Gli accadimenti dell'ultima settimana lasciano molte perplessità nell'opinione pubblica libanese. E' forse giunto il momento di mettere Hezbollah davanti alle proprie responsabilità. Dopo essersi conquistato grandi consensi ai tempi della guerra estiva contro Israele, due anni fa, il movimento sciita potrebbe ora perdere appeal. L'invasione e l'occupazione di Beirut contraddice la solenne promessa di Hezbollah di non usare le armi contro i propri connazionali libanesi. L'esercito del Libano non è esente da colpe, essendosi mostrato restio ad intervenire in modo deciso in questi giorni di scontri e tensioni.

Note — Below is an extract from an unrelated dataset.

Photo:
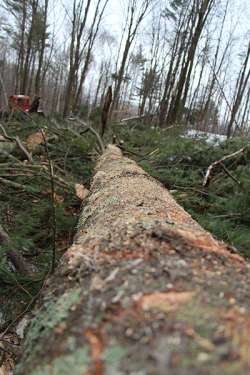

Intanto aumentano le possibilità che i militanti islamisti sunniti prendano le armi per contrastare le manovre aggressive degli sciiti di Hezbollah. Anche per evitare questo ulteriore effetto collaterale, l'esercito deve riprendere il controllo della situazione e ridurre la libertà di manovra di Hezbollah. Il disarmo degli uomini di Hassan Nasrallah è l'unica prospettiva realistica per ridare stabilità al Paese.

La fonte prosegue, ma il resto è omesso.